The Breakfast Table

No Martians in 2004

Well you have certainly gotten cranky on your way from New York to Boston.

When you say you “virtually winced” at my description of Al Gore as “one of us,” do you mean you actually winced? Or that you winced online? And was it the virtual wince that drove you to virtual Republicanism?

Al Gore is a Martian. But he’s our Martian.

And I don’t want him to run again, either.
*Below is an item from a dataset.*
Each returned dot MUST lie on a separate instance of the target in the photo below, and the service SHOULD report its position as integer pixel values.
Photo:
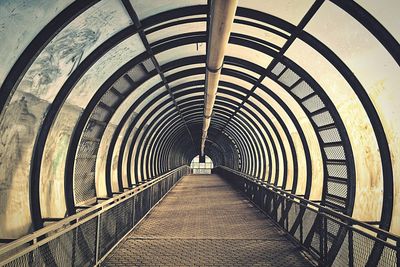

The worst thing about the Washington Post episode—from my point of view, which is certainly not to be confused with yours—is that the Washington Post did the right thing in not firing employees in the wake of the 9/11 slowdown and now, apparently, they want a medal for it; it’s their excuse for not giving their employees a raise. But surely a company that made $230 million in net profits last year has the wiggle room to give its employees some sort of raise. And the company isn’t even publicly held in any true sense of the term. The only investor whose confidence the Washington Post needs is that of its largest Class B stockholder, Warren Buffett.

The Newspaper Guild at the Washington Post died a sad and much-written-about death during a strike in the late 1970s, and you could make a case that that strike coincided exactly with the exact moment when journalists in Washington moved into their current status as the standing government.

Coleen Rowley is on television as I write, and she is definitely Frances McDormand in Fargo.

So it’s Thursday afternoon, and our “Breakfast Table” comes to an end. Four days and you didn’t once use the word “Über” in a sentence. Four days and I feel as if I have run a marathon. I want to go out into the world wearing a foil cape and walk around the streets of New York being admired for my amazing stamina. This week you, Kurt, have recorded at least one radio show, traveled to Philadelphia and Boston, and undoubtedly written three chapters of your novel. I have done nothing but sit here at this typewriter desperately trying to think of things to say. In return, I have had the treat of spending four days in Andersenville, savoring things like “Assistant Blowback,” the Catholic Church = the FBI, plagiarism = shoplifting, “boards of directors are to corporate governance as grandparents are to child-rearing.” I have three books to read—de Tocqueville’s Democracy in America, Melville’s Bartleby the Scrivener, and Disraeli’s Vivian Grey. If I ever meet Eminem, I know what to talk to him about: whether Desi and Lucy’s divorce affected his music.

Four days. It’s been swell. See you on line at the DMV.